政宗は春日山城の様子を見て、そう言った。

「じゃあ筆頭!春日山を攻めますか?」

「・・・いや、春日山を攻めんのは後だ」

家臣の問いに、政宗はそう答えた。

「・・・へ・・・?」

「言ったろ。上杉軍は、もういねえ」

政宗は「上杉軍は」を強調して言った。
小十郎以外の家臣は訳がわからず、首をかしげた。
もちろん、その中に幸村も入っていたのは言うまでもない。

「・・・仕方ねえな・・・。今からそれを証明してやるよ」

政宗はため息をつきながら言うと、懐から短刀を取り出した。
そんなものを何に使うのか、と家臣の誰もが思ったそのとき。

ビュッ!

政宗は、それを大木の方に投げつけた。
その短刀は、大木の中に消えていった。

「・・・Hey!隠れてないで、出てきたらどうだ?」

政宗は誰もいない大木に向かって声をかけた。

「・・・ふーん。さっすがだね、独眼竜。
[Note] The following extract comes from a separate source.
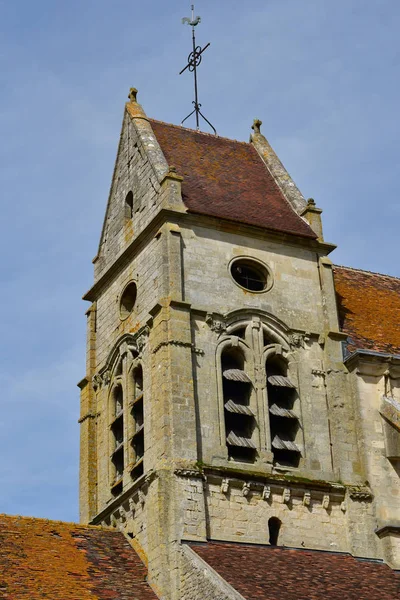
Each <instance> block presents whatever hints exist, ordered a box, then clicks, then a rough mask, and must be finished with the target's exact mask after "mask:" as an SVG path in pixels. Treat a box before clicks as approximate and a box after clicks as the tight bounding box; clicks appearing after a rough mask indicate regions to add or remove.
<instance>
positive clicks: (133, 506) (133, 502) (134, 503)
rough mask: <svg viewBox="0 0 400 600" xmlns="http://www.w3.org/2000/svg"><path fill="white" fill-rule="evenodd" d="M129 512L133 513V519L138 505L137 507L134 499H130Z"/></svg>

まさか、バレてるとは思わなかったよ」

「HA!あんな殺気ばらまいてる奴に言われたかねえな」

政宗は、出てきた人物に何ら動揺もせずに言った。
その人物は、さっき政宗が投げた短刀を噛んでいた。

「・・・てめえ、忍だな?どこの忍だ、名乗れ」

「オレ様は猿飛佐助。武田軍の真田忍隊の長。以後お見知りおきを、独眼竜」

「・・・HA!てめえが噂の真田忍隊の長か。想像と違うな。もっとジジイだと思ってたぜ」

「そりゃちょっとひどくな〜い?オレ様まだ23歳なんだけどー」

「・・・Shit!読めねえ」

政宗は佐助の飄々とした態度にムカつき、舌打ちをした。

「そんな武田のイヌが、ここまで何の用だ?今甲斐の虎と軍神はやりあってんじゃねえのかよ?
主護らなくてもいいのか?」

「大将の命令でね。あんたら伊達軍が、春日山に攻めてくるって聞いてね。